Figure 5: A screenshot of Articy:Draft 2, the tool we used for level design and scripting. In the top image you can see the inner workings of the “credit card stolen” datachunk: Adding this one will result in short-term feedback (branching comments, white nodes) based on another info the player might have added before. The bottom image depicts a later consequence of having added the “credit card stolen” datachunk, causing a different dialogue branch to be selected.
On top of this bias by the Orwell system there’s one more dimension to consider when making a decision in the final game: Information may be biased by characters. Naturally a character does not always state the truth or be very subjective about certain aspects, which is why some datachunks does contain biased information. To further this concept we also turned the adviser into a full-fledged character with motives and goals within the story, therefore leading to a biasedness of his own to consider in regard to consequences. Last but not least, when writing the story for the game we paid attention to make all characters likable in their own regard, so that players might sympathize with at least some of them, possibly leading to being prejudiced about the whole situation themselves.
Result
Creating a game based on decisions without having an in-game punishment or reward mechanic for any of the players’ actions has the dangerous pitfall of feeling hollow and meaningless.
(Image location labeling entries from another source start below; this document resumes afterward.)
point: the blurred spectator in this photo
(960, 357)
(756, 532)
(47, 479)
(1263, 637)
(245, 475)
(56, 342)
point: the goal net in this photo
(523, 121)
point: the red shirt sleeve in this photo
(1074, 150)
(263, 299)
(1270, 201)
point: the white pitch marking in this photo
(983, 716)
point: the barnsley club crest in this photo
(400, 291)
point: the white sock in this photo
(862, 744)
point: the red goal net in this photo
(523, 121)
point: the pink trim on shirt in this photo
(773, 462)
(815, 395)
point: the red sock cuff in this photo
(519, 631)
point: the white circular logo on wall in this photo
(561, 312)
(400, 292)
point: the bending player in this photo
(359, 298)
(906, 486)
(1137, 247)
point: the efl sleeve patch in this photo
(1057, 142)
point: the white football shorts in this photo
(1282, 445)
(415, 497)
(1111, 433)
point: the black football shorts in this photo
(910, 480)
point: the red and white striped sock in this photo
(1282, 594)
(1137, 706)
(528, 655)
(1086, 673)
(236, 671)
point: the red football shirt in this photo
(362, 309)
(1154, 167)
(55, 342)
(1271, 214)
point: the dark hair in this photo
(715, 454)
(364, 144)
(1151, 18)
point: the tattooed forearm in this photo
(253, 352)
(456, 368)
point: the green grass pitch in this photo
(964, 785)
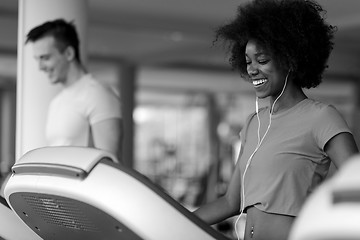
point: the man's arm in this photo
(108, 135)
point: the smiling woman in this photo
(281, 47)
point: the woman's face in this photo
(265, 74)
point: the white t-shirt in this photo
(75, 108)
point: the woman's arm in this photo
(340, 148)
(225, 206)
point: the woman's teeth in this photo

To counter this circumstance we put a lot of effort into attaching a sense of meaning and tension to each of the choices.
Is the system we have created perfect? Certainly not. Theoretically, the game can still be exploited rather easily by extracting everything, just as before if players don’t care at all. Was it still worth the effort? Absolutely! For the vast majority of players the effort we put into framing the context of choices seems to work out rather well, as a lot of positive feedback and reviews have testified.
With all the multiple layers in place decisions in Orwell often amount to questions like this: Do you reveal that a character who is a single parent but impulsive is armed based on a vague statement towards a superior already on edge because his job depends on immediately getting hold of them?